Many business owners, whether they run small local businesses or thriving enterprises, constantly hear that scaling their businesses is important. Perhaps you can relate.
However, this advice gets shared so often that it’s easy to forget a critical fact: Business owners don’t always know what “scaling” a business actually means. More importantly, many don’t know how to start pursuing this goal.
This is certainly a topic worth researching in greater detail if you own a business. Learning how to scale yours will yield significant advantages. That said, this basic overview will introduce you to the idea and provide some tips you can apply to begin scaling your own business now.
Scaling a Business: What You Need to Know
Most entrepreneurs want their businesses to grow. However, at a certain point, a business may struggle to grow not because it isn’t attracting new customers or clients, but because factors such as lack of resources or inadequate preparation stop the business from growing as efficiently as possible.
Scaling your business simply involves taking steps to ensure that doesn’t happen. When you effectively scale your business, you can take on more work or expand into new markets with greater speed and agility.
The specific ways you scale your business to some degree depend on the exact nature of your business. The proper means of scaling a social media platform may not necessarily apply to a restaurant. In general, though, the following tips can help any entrepreneur improve their business’ scalability:
Limit Physical Inventory
Although this tip will be easier for some business owners to apply than others, whenever possible, you should limit the physical inventory your business relies on. For instance, many tech businesses are very scalable because they offer their services via apps instead of physical products. This allows them to easily serve more customers.
Obviously, this isn’t always an option for a business owner. To return to a previous example, if you own a restaurant, you need to serve actual food. That said, you can limit physical inventory by providing customers with digital menus instead of paper menus, not requiring that workers wear uniforms, and limiting the number of items on your menu.
That’s just one example. Regardless of what type of business you own, if you can reduce physical inventory without negatively impacting the quality of your products or services, you should.
Project Hiring Needs
When a business takes on new work, it typically needs new employees as well. Your current employees may not have the bandwidth to handle much additional work.

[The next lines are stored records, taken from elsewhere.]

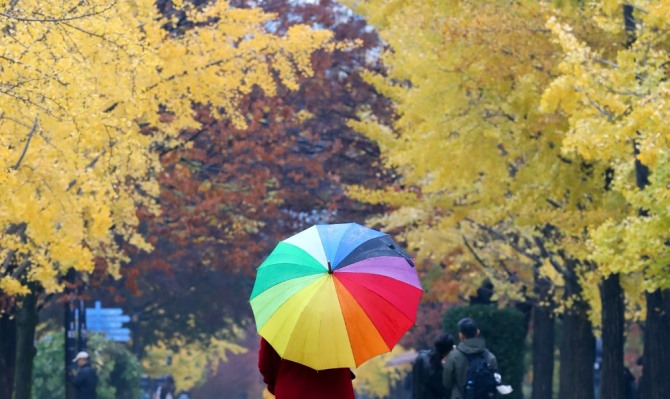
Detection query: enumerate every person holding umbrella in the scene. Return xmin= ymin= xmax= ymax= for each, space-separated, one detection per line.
xmin=258 ymin=338 xmax=355 ymax=399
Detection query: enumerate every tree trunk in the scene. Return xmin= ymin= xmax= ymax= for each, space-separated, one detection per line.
xmin=600 ymin=274 xmax=626 ymax=399
xmin=14 ymin=293 xmax=38 ymax=399
xmin=640 ymin=290 xmax=670 ymax=399
xmin=532 ymin=305 xmax=556 ymax=399
xmin=558 ymin=274 xmax=596 ymax=399
xmin=0 ymin=313 xmax=16 ymax=399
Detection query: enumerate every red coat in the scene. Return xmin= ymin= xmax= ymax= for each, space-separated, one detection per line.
xmin=258 ymin=338 xmax=355 ymax=399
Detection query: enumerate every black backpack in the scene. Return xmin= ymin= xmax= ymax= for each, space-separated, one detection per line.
xmin=463 ymin=350 xmax=498 ymax=399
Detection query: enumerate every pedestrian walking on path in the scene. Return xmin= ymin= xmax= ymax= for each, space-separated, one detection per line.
xmin=71 ymin=351 xmax=98 ymax=399
xmin=412 ymin=334 xmax=454 ymax=399
xmin=442 ymin=318 xmax=498 ymax=399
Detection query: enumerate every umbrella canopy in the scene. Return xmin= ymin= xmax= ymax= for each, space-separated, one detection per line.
xmin=250 ymin=223 xmax=423 ymax=370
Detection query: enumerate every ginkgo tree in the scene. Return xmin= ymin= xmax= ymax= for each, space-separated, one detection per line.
xmin=0 ymin=0 xmax=331 ymax=397
xmin=342 ymin=0 xmax=626 ymax=398
xmin=542 ymin=1 xmax=670 ymax=399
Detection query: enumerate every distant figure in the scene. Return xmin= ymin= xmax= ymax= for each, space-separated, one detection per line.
xmin=258 ymin=338 xmax=355 ymax=399
xmin=442 ymin=318 xmax=498 ymax=399
xmin=412 ymin=334 xmax=454 ymax=399
xmin=71 ymin=351 xmax=98 ymax=399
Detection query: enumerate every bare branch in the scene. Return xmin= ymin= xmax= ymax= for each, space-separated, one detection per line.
xmin=13 ymin=117 xmax=37 ymax=170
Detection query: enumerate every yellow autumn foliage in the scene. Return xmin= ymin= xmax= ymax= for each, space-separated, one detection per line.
xmin=345 ymin=0 xmax=670 ymax=324
xmin=0 ymin=0 xmax=331 ymax=296
xmin=348 ymin=0 xmax=619 ymax=299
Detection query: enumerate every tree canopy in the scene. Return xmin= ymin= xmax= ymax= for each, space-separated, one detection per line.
xmin=0 ymin=0 xmax=331 ymax=296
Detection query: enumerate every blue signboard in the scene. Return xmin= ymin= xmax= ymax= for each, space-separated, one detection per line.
xmin=86 ymin=301 xmax=130 ymax=342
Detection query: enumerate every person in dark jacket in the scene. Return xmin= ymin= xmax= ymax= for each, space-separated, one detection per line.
xmin=72 ymin=352 xmax=98 ymax=399
xmin=412 ymin=334 xmax=454 ymax=399
xmin=442 ymin=318 xmax=498 ymax=399
xmin=258 ymin=338 xmax=354 ymax=399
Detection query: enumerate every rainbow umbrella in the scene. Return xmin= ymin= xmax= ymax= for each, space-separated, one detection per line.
xmin=250 ymin=223 xmax=423 ymax=370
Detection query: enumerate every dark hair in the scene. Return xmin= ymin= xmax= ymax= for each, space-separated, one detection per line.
xmin=434 ymin=334 xmax=454 ymax=354
xmin=458 ymin=317 xmax=479 ymax=338
xmin=430 ymin=334 xmax=454 ymax=370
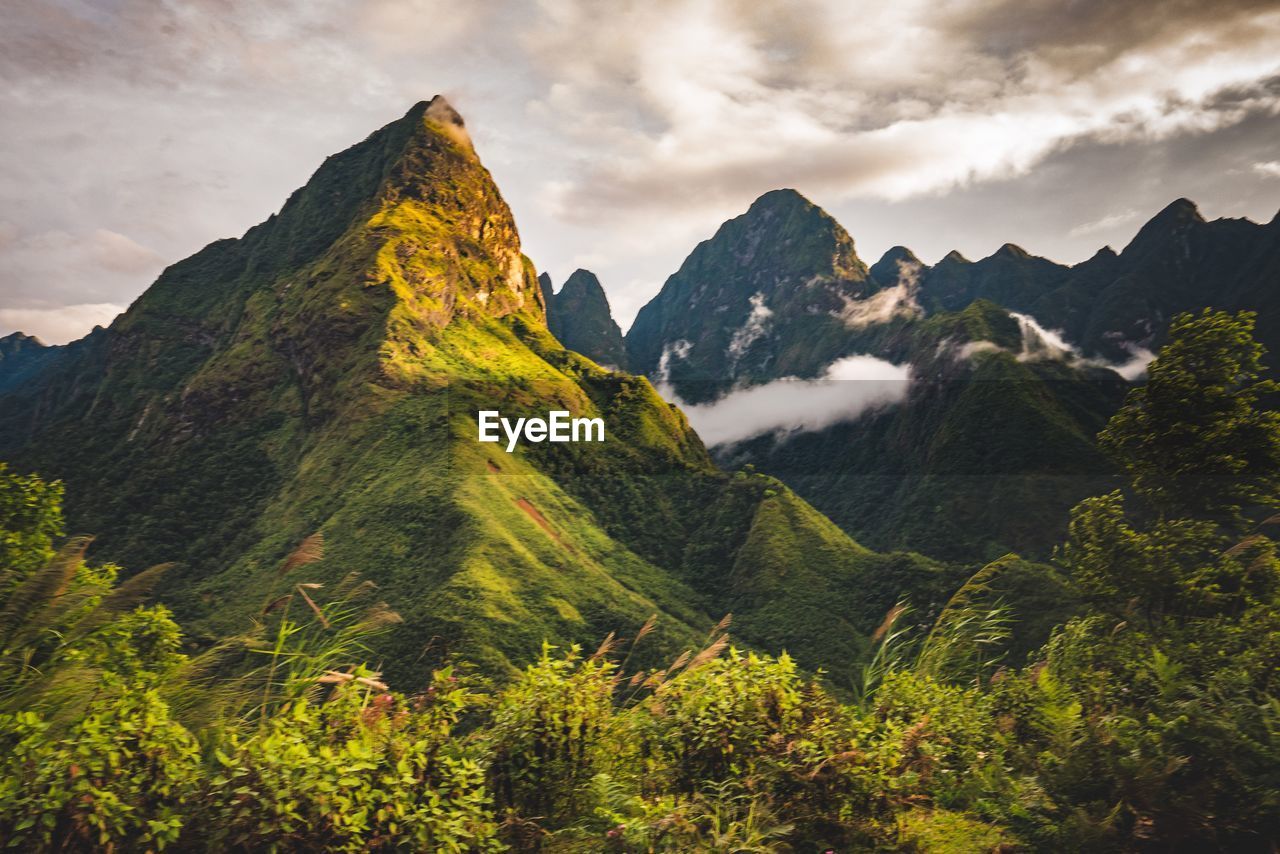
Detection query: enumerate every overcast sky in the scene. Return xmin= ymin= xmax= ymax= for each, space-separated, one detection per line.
xmin=0 ymin=0 xmax=1280 ymax=343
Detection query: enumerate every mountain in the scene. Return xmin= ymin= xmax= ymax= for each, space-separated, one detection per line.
xmin=920 ymin=198 xmax=1280 ymax=361
xmin=539 ymin=270 xmax=627 ymax=370
xmin=627 ymin=189 xmax=1280 ymax=561
xmin=626 ymin=189 xmax=879 ymax=403
xmin=0 ymin=97 xmax=954 ymax=684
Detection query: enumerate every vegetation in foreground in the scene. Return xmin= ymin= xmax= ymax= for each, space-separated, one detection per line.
xmin=0 ymin=311 xmax=1280 ymax=851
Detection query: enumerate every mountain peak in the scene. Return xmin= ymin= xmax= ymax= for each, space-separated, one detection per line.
xmin=748 ymin=187 xmax=820 ymax=213
xmin=1121 ymin=198 xmax=1204 ymax=255
xmin=0 ymin=330 xmax=47 ymax=350
xmin=410 ymin=95 xmax=475 ymax=151
xmin=870 ymin=246 xmax=923 ymax=287
xmin=547 ymin=269 xmax=627 ymax=369
xmin=561 ymin=268 xmax=604 ymax=297
xmin=995 ymin=243 xmax=1030 ymax=260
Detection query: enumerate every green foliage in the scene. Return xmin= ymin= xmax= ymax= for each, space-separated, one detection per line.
xmin=1098 ymin=309 xmax=1280 ymax=520
xmin=0 ymin=462 xmax=63 ymax=592
xmin=486 ymin=645 xmax=623 ymax=827
xmin=0 ymin=689 xmax=200 ymax=850
xmin=204 ymin=672 xmax=497 ymax=851
xmin=0 ymin=294 xmax=1280 ymax=851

That’s why you need to regularly review past trends and future goals to determine when you will likely need to hire more employees in the future, and how many more employees you’ll have to add to your team when that time comes. This is a simple but effective way to ensure you’re prepared to hire more workers quickly as your business starts to grow.
Allow Employees to Work Remotely
While it’s sometimes critical that employees work in the same environment, in many instances, employees can work from home. Allow them to do so whenever this seems to be a reasonable decision. The fewer employees you have working from an office, the less office space you’ll need. This is another easy means of allowing growth to happen quickly.
Again, you’ll also need to consider the specific nature of your business when planning how to scale it. Discuss this topic with other managers and decision-makers regularly to leverage their insights. By applying these tips and coordinating with your team, you’ll fuel your business’ growth.